The tax-exempt market continued to post gains Friday afternoon as traders said dealers were replenishing inventory and willing to pay up in price to get bonds back on their books.

“You can sell into the frenzy and make some money but right now it’s hard to justify selling,” a Chicago trader said. “The short-end of the market has been extremely strong. The longer-end has gotten the benefit of this but that could be a lot more vulnerable than the short-end.”

“I’ve been able to get business done and buy more today than the last couple days,” he said. “Guys need inventory to be able to show things so there are a lot more secondary trades.”

Still, this trader said the market is reaching a super saturation point and could reverse directions at any time. “We’ve had a huge run based on the lack of supply but if all of a sudden issuers want to take advantage of rates and come into the market, you could see this rally change direction.”

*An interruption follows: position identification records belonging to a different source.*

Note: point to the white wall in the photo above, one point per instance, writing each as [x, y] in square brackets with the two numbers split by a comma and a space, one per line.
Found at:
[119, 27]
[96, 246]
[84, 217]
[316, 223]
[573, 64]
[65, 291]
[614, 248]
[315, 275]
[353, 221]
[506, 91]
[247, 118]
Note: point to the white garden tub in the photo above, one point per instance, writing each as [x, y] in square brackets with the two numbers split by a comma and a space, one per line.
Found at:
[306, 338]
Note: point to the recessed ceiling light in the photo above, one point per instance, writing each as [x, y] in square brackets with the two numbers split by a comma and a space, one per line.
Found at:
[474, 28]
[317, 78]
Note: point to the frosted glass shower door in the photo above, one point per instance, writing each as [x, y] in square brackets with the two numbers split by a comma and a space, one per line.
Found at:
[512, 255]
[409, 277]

On Thursday, yields on the triple-A Municipal Market Data scale ended as much as seven basis points lower. The 10-year and 30-year yields fell six basis points each to 2.61% and 4.23%, respectively. The two-year yield fell two basis points to 0.38%.

Yields on the Municipal Market Advisors scale ended as much as eight basis points lower. The 10-year and 30-year yields slid six basis points each to 2.77% and 4.31%, respectively. The two-year yield fell one basis point to 0.54% after trading steady at 0.55% for 24 consecutive sessions.

Treasuries were stronger Friday. The benchmark 10-year yield fell three basis points to 2.72% and the 30-year yield dropped four basis points to 3.76%. The two-year yield slid one basis point to 0.34%.